Prime Minister Raila Odinga often captures the 2007 presidential election debacle with analogy of a hunter who had to share his kill with a bystander. "You assisted with a weapon that I used to spear the animal. But when I dashed to the bush I found another man pulling the carcass, claiming it belonged to him. In the process of staking my rightful claim, people started fighting over the animal and I agreed to share it to avoid more bloodshed," explains the PM.
He often regales the crowd with the line; "They had guns and we had stones.’’
The import of this parable, which he uses while addressing his audiences across the country, is that for the love his country and countrymen, he "donated" his coveted topmost political seat to President Kibaki.

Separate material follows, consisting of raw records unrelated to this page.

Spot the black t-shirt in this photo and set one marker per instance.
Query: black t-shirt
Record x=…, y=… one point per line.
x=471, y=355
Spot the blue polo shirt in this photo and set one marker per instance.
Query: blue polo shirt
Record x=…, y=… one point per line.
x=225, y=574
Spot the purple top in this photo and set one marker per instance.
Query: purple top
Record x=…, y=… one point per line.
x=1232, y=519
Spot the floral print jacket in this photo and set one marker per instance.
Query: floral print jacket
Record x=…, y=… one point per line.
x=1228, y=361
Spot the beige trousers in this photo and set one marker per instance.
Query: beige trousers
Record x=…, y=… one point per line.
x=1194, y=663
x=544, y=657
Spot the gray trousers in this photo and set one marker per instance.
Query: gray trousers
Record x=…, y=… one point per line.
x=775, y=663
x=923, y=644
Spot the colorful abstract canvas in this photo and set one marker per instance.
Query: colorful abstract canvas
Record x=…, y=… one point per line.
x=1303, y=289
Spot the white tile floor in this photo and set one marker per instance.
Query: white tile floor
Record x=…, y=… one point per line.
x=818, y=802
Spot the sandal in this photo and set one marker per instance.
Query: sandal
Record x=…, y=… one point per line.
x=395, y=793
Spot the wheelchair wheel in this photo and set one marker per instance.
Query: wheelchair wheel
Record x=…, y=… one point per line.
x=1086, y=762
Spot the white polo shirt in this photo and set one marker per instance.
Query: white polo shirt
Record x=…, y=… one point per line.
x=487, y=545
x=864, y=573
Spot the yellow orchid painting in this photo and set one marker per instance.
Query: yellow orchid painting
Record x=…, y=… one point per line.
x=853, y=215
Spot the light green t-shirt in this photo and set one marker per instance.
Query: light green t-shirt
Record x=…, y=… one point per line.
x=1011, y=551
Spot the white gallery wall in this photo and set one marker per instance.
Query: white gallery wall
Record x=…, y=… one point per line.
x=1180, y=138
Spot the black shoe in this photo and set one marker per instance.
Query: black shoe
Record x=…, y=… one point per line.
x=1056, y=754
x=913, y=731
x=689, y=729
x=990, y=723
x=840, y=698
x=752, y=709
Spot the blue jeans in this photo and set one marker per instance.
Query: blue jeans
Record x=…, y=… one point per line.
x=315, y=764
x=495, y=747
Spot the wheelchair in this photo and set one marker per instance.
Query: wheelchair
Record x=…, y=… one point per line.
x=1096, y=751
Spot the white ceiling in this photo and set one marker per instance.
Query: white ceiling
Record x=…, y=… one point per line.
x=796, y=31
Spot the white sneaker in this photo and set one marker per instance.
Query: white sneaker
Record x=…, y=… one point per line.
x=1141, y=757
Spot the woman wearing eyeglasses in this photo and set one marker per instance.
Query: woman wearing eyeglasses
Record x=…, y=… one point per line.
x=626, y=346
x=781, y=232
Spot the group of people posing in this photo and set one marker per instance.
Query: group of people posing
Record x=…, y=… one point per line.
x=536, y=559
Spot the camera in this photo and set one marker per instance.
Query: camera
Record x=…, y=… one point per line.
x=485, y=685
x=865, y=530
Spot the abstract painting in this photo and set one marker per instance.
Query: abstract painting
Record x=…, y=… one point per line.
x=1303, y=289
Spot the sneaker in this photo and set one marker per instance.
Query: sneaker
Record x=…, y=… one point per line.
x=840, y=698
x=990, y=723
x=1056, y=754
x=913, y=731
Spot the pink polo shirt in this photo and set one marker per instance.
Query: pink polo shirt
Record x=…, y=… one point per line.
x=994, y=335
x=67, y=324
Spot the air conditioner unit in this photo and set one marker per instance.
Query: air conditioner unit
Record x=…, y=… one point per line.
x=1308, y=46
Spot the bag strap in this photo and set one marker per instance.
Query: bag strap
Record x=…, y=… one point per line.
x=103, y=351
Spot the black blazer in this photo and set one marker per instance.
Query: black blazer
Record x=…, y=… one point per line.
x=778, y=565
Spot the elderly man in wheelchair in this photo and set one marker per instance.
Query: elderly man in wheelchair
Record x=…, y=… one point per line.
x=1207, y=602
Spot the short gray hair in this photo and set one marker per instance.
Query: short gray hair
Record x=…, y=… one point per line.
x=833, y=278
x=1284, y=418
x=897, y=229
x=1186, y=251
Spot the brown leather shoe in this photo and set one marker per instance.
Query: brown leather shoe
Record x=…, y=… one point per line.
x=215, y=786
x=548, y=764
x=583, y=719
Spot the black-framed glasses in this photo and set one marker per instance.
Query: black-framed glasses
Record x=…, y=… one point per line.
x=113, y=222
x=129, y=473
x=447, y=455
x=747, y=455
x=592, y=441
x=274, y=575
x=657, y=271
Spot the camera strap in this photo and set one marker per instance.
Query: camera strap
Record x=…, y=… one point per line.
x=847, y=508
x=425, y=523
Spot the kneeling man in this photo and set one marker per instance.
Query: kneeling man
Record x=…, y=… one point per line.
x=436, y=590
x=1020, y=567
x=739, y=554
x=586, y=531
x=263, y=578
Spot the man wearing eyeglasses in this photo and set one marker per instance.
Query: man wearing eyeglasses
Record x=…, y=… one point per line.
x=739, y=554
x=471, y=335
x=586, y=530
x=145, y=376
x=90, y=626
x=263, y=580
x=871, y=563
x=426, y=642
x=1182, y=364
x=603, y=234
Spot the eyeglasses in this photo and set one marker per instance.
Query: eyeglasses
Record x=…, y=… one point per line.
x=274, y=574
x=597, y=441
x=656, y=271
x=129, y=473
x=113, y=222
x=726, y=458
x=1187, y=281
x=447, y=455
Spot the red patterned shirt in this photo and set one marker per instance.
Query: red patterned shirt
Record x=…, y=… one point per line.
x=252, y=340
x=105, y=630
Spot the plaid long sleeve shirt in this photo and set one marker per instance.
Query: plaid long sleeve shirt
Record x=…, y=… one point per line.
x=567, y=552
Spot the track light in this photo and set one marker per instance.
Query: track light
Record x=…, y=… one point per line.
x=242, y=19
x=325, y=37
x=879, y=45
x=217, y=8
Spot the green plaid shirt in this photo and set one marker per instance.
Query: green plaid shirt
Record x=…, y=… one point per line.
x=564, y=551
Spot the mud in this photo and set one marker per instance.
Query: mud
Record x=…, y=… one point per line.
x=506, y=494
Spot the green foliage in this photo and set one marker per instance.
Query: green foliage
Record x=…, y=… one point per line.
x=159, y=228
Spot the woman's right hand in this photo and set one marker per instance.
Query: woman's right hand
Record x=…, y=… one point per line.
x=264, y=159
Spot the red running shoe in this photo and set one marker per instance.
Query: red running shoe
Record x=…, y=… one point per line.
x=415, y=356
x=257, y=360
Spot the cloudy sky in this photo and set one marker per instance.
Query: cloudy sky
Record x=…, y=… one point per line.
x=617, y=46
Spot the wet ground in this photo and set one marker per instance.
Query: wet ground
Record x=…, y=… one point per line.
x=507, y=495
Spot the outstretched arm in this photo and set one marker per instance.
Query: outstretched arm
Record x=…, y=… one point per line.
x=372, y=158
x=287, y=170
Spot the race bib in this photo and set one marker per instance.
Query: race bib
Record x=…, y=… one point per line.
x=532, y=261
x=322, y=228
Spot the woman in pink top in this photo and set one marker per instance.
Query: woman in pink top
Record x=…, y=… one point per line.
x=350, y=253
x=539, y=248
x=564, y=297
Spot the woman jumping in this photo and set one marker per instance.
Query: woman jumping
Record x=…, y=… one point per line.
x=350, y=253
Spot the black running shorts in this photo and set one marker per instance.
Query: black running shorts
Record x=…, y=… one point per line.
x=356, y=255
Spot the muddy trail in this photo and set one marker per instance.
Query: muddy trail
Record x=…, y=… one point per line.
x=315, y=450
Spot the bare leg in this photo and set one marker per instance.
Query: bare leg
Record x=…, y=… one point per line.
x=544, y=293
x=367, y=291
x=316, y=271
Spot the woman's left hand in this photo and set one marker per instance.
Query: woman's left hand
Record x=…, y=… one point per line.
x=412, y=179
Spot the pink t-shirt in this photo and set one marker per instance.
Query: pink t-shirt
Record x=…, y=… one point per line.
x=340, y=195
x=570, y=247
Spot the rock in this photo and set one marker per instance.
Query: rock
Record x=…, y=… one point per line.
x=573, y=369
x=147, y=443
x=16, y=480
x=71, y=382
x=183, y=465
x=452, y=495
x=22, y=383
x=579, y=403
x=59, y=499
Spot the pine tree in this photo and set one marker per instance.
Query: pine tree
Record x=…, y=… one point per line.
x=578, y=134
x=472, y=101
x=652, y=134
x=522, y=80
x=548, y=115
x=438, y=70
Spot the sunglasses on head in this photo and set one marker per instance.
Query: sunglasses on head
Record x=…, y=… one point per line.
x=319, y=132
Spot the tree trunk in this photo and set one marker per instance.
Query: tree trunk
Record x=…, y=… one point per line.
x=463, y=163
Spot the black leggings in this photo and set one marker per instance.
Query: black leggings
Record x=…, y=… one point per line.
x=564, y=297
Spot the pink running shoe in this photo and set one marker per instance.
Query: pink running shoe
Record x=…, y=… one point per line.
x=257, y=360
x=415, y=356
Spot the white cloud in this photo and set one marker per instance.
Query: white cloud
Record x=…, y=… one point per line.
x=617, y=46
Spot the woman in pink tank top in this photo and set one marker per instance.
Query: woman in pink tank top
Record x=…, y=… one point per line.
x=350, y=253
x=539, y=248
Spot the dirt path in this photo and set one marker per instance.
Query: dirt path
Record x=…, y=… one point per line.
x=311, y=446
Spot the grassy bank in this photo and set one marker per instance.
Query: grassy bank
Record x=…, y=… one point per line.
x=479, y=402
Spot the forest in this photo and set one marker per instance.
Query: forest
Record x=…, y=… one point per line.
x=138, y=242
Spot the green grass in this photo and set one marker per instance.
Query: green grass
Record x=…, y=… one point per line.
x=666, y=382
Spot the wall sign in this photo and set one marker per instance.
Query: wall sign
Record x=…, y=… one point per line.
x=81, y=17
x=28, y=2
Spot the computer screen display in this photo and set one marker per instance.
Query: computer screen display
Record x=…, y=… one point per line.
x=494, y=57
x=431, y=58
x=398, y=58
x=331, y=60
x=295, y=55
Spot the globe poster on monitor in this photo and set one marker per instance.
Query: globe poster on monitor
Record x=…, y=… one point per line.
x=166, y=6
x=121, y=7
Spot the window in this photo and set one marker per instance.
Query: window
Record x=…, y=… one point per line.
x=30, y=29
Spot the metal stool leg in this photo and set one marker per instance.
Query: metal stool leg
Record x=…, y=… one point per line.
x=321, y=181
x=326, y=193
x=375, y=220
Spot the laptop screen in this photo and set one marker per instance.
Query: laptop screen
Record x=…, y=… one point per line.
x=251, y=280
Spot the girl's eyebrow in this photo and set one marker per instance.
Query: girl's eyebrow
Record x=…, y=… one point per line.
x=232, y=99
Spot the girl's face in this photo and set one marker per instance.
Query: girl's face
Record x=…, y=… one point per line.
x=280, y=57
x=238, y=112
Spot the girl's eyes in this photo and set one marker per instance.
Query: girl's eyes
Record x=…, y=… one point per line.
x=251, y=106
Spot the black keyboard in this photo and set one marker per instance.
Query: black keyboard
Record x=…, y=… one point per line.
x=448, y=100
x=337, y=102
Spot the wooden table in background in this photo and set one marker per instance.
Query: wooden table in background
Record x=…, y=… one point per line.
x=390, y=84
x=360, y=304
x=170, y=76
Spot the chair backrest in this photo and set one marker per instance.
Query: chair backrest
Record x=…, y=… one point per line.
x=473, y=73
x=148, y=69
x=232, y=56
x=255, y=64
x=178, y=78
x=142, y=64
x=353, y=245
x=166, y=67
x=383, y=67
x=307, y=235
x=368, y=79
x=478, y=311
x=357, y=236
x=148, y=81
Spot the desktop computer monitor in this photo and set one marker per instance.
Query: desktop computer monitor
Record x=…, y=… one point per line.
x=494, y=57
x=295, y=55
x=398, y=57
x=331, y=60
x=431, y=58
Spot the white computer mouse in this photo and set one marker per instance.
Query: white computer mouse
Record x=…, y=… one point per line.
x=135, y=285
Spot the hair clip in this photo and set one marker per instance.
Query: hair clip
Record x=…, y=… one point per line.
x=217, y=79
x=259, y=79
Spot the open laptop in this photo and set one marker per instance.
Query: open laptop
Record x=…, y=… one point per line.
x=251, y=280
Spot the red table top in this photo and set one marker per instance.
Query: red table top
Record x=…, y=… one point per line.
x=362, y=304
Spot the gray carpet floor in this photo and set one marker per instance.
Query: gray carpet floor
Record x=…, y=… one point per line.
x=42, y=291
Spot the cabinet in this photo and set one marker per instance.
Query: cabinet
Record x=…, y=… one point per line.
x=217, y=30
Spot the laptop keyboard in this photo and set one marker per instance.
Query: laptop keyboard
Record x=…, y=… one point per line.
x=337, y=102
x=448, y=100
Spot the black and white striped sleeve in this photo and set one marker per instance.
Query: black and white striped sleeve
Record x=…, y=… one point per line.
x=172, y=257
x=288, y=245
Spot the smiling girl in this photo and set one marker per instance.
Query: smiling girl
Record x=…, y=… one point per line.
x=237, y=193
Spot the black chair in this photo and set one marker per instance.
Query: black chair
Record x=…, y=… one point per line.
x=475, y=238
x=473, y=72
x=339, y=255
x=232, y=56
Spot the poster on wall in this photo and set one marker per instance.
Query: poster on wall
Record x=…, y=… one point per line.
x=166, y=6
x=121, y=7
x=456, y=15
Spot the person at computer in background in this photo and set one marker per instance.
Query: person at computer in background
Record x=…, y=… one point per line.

In essence, the way Raila and the ODM brigade see it is that out of courtesy, they opted to share their rightful victory and glory with President Kibaki.
Highly disputed
Raila’s lead of over one million votes vanished within hours during the highly disputed presidential poll. ODM scooped 101 parliamentary seats countrywide while Raila emerged victor in all the eight provinces except two — Central and Eastern.
A South African retired Judge Johann Kriegler-led probe committee found the now defunct electoral body that executed the polls guilty of bungling the exercise.
ODM legislators lament that despite entering into a power-sharing deal with President Kibaki’s PNU, brokered by former United Nations Secretary General Kofi Annan, Raila has been shoved to the periphery. And he is trudging on without complaint, to the disappointment of some of his hardliner colleagues.
All-Executive Authority
"After the power sharing deal, negotiations pitted PM Raila Odinga and ODM against the full power of the State machinery without any international mediation. The result was that President Kibaki and PNU remained with almost all-executive authority while Raila had to rely on his political acumen and force of personality to make an impact on Government policy," observes Salim Lone, his former spokesman.
And for sacrificing "his space" in this country’s books of history, the President, he says, ought to reciprocate by backing him in 2012 presidential race.